Greyville racecourse occupies a similar position in Durban’s geography. Bordering on just about everything – from the wasteground of Block AK to the more jaded reaches of the CBD and the light industria of Stamford Hill Road to the foothills of the dressier parts of the Ridge – it’s the still robust heart of colonial Durban.
Fighting off the boomerang flu with a fistful of antibiotics and a six-pack of Amstels, and dressed appropriately in a khaki Amanda Laird Cherry suit (Amanda is the Berea bloke’s designer of choice these days, now that it’s OK for blokes to have designers), I arrived at threeish, just as pre-main race excitement was mounting among the serious punters.
The track at Greyville forms a social divide. Not between the haves and have-nots, except in the sense that it divides those who have got a genuine interest in racing from those who have not.
The grandstand is like some vertical microcosmic Gotham, populated by serious wealth, serious desire for wealth, and all the bits in between – everyone from the richest owner in his box to the punter taking a R2 trifecta with the Freemans.
The tent town of corporate marquees and picnic sites inside the track is its suburbia, populated by everyone who may or may not have a flutter on the seventh but is here for the biggest cocktail party in town. On July day at least, Durban has its Hooray Henrys. Only here, they’re called Howzit Kevins. And on this July day, despite my best intentions, I was one of them.
So instead of getting on with all the impassioned scribbling I was going to be doing about the maze of contradictions and glaring ironies that is the July in post-apartheid, pre-millennial, crashing-rand South Africa, I was lurching around in a beer-stained suit, lovely young wife in one hand and capless bottle of J&B in the other, generally behaving exactly as a white 33-year-old male is expected to behave in the hours before someone older, darker and poorer comes to clean up.

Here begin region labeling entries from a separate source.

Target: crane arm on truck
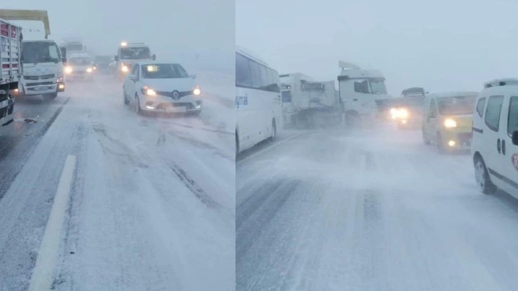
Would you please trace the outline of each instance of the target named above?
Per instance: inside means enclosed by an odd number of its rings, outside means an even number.
[[[14,21],[41,21],[45,28],[45,39],[51,35],[51,25],[46,10],[0,9],[0,19]]]

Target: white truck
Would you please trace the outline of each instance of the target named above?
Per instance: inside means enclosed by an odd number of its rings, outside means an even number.
[[[0,19],[0,126],[13,121],[14,99],[11,92],[21,78],[21,28]]]
[[[335,81],[315,81],[302,73],[279,75],[285,124],[297,128],[340,124],[341,104]]]
[[[374,122],[379,117],[377,102],[390,98],[383,73],[342,61],[338,66],[342,69],[338,91],[345,122],[349,125]]]
[[[1,9],[0,18],[9,21],[44,23],[44,39],[22,41],[24,73],[18,88],[12,90],[11,93],[15,96],[42,96],[46,100],[54,99],[59,92],[65,91],[63,77],[66,50],[59,47],[56,41],[48,39],[51,30],[47,11]]]
[[[149,46],[146,44],[128,44],[123,41],[117,49],[117,54],[115,55],[113,75],[116,79],[122,81],[129,74],[130,69],[133,63],[141,61],[154,61],[156,59],[156,56],[155,54],[151,55]]]

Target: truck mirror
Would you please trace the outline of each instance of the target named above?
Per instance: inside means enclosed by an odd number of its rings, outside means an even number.
[[[518,131],[514,131],[512,132],[512,144],[514,146],[518,146]]]

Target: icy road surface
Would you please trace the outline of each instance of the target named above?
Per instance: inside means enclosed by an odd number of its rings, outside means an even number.
[[[238,162],[236,290],[516,290],[517,201],[419,131],[372,133],[285,134]]]
[[[39,118],[0,129],[0,290],[27,290],[69,155],[54,290],[234,288],[233,79],[195,73],[198,117],[137,116],[109,76],[17,108]]]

The seventh race safely over (won by a beautiful little three-year-old called Classic Flag), the sun sank first behind the vastness of the stand and then behind the green crocodile of the Ridge, and the evening became a sort of moving yakfest – groups of people moving from place to place looking for the various elements that would make their good times better: music, more beer, a spliff, Lisa and Michelle who were over at site 47 a while ago…
We passed the Investec tent, where five bouncers were preventing people like ourselves from getting some of the intramural extramarital action Investec is perhaps unfairly famous for. We tried to get into another tent – something Shipping? – where a pleasant middle-aged chap with a moustache inquired after our business and sent us gently on our way.

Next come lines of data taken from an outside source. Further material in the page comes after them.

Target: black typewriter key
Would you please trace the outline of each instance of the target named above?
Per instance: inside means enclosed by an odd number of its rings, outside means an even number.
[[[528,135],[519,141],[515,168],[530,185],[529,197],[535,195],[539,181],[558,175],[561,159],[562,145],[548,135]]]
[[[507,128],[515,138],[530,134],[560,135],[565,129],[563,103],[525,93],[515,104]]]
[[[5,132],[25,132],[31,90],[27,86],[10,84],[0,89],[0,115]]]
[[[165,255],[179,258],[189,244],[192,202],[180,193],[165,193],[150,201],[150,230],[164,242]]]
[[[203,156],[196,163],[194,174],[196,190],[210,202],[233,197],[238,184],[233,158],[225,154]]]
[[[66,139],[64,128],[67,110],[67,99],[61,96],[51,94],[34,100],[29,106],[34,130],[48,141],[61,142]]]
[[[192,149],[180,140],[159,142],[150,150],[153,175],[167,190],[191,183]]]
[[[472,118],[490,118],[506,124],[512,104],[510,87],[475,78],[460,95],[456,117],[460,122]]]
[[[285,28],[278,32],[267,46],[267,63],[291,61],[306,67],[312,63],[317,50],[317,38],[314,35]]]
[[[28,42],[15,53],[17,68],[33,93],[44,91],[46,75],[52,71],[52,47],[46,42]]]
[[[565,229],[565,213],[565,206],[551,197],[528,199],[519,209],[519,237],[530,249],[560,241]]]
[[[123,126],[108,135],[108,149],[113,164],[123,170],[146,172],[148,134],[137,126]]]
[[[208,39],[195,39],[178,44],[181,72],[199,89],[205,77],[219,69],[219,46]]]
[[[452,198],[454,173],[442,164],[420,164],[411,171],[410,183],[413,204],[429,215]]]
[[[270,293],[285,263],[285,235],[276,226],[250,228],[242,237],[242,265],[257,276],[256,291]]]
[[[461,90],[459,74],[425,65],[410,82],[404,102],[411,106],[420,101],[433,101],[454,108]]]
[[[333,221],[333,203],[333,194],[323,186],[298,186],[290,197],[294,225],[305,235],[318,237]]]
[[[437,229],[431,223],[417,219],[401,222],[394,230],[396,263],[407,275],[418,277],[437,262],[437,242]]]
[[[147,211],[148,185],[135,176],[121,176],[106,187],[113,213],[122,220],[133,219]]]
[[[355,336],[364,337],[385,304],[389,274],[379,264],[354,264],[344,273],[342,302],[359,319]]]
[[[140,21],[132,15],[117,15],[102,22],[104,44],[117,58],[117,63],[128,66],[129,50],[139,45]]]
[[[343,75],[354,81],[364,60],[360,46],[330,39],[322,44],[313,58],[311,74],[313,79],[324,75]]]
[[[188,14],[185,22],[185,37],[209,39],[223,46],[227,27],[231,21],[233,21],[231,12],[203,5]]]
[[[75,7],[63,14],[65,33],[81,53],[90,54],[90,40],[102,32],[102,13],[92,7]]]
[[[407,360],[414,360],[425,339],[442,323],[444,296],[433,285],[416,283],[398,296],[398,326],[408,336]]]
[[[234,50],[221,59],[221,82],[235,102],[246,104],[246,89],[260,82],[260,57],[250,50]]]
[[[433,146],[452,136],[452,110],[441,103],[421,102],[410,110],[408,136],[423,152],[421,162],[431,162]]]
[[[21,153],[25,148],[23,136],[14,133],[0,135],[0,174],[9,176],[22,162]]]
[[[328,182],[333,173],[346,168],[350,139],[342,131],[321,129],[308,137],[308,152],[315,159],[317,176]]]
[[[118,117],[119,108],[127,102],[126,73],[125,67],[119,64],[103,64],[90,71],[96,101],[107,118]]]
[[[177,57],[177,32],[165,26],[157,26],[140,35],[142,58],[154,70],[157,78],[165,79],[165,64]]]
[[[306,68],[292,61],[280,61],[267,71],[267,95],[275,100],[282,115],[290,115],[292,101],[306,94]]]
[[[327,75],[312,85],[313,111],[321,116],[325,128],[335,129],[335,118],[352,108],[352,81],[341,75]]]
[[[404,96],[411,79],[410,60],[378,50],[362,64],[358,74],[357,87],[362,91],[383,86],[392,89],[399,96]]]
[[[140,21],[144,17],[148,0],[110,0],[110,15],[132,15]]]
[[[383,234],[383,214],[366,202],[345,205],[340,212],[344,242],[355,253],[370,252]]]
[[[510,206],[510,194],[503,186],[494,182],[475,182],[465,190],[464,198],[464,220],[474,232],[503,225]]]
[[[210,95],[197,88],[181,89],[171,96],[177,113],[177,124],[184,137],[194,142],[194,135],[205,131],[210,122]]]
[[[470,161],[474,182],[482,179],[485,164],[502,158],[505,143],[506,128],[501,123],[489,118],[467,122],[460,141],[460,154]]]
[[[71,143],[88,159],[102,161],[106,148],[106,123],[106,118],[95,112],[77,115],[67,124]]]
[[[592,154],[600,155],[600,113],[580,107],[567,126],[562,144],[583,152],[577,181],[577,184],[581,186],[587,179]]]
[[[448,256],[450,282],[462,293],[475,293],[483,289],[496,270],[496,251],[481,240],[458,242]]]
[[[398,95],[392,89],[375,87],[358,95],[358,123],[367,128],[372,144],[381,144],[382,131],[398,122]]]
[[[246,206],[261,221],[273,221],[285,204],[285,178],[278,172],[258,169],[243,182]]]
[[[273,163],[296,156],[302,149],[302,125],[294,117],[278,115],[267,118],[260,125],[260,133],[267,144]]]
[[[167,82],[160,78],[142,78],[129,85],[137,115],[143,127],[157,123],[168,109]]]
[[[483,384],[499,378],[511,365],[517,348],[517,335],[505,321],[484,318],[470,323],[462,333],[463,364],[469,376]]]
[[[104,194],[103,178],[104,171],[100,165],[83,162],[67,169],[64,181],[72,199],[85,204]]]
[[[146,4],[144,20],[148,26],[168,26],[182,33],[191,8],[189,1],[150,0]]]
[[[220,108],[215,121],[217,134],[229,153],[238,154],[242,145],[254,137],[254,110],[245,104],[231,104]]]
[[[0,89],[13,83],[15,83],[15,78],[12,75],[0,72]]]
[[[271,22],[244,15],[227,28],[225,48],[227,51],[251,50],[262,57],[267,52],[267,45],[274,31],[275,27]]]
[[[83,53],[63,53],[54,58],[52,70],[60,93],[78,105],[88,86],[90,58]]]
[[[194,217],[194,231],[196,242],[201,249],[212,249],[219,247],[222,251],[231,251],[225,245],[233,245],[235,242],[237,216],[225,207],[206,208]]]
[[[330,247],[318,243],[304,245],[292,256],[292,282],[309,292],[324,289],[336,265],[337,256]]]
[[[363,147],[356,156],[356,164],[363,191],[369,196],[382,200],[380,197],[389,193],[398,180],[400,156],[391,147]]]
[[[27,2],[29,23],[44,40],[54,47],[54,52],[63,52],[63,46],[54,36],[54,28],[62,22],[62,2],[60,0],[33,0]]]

The tents looked like a whole bunch of Westville weddings that were all headed in the same direction and had got into a traffic jam. Periodically, you’d hear the distant thunder of hoofbeats and remember why you were there.
There is something deeply stirring, primal and beautiful about seeing a herd of horses galloping by, especially giant mutant racehorses with tiny mutant humans on their backs. I suppose they don’t breed jockeys, but I suppose jockeys, like the rest of us, breed themselves. Horse racing is a weekly festival of Applied Genetics. Is it still the second-biggest revenue spinner for the government next to gold? A pretty thought: South Africa’s second-biggest industry is a freak show. It makes Steven Cohen’s appearance at the fashion judging that morning seem a little overblown and obvious.

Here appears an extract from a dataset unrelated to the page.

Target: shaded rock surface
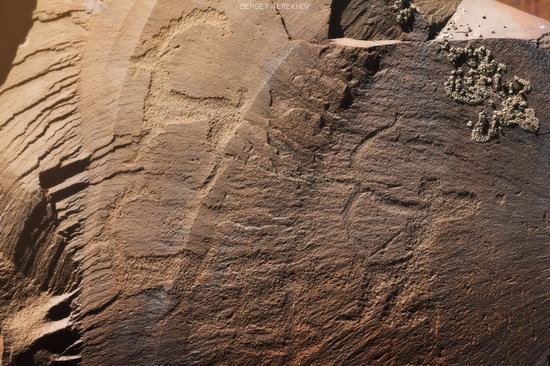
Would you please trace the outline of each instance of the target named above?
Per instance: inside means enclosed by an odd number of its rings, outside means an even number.
[[[410,32],[378,3],[38,0],[0,86],[2,364],[547,362],[548,36],[472,41],[541,125],[479,144],[429,40],[457,2]]]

Several hours into the chilly night, we made our way back through the tunnel under the track. We stopped for a quick dance to Take Five, soulfully played by a busker on alto saxophone.
Jacob Zuma and a modest but immaculately turned-out entourage came down the steps and around the corner, headed towards tent town. He strode with what seemed to be purpose and determination. I looked into his widely spaced eyes for perhaps a second and a tight little smile crossed his pleasant face. I had a lucid moment. “Thank God,” I thought. “Someone’s going to go and sort it all out.”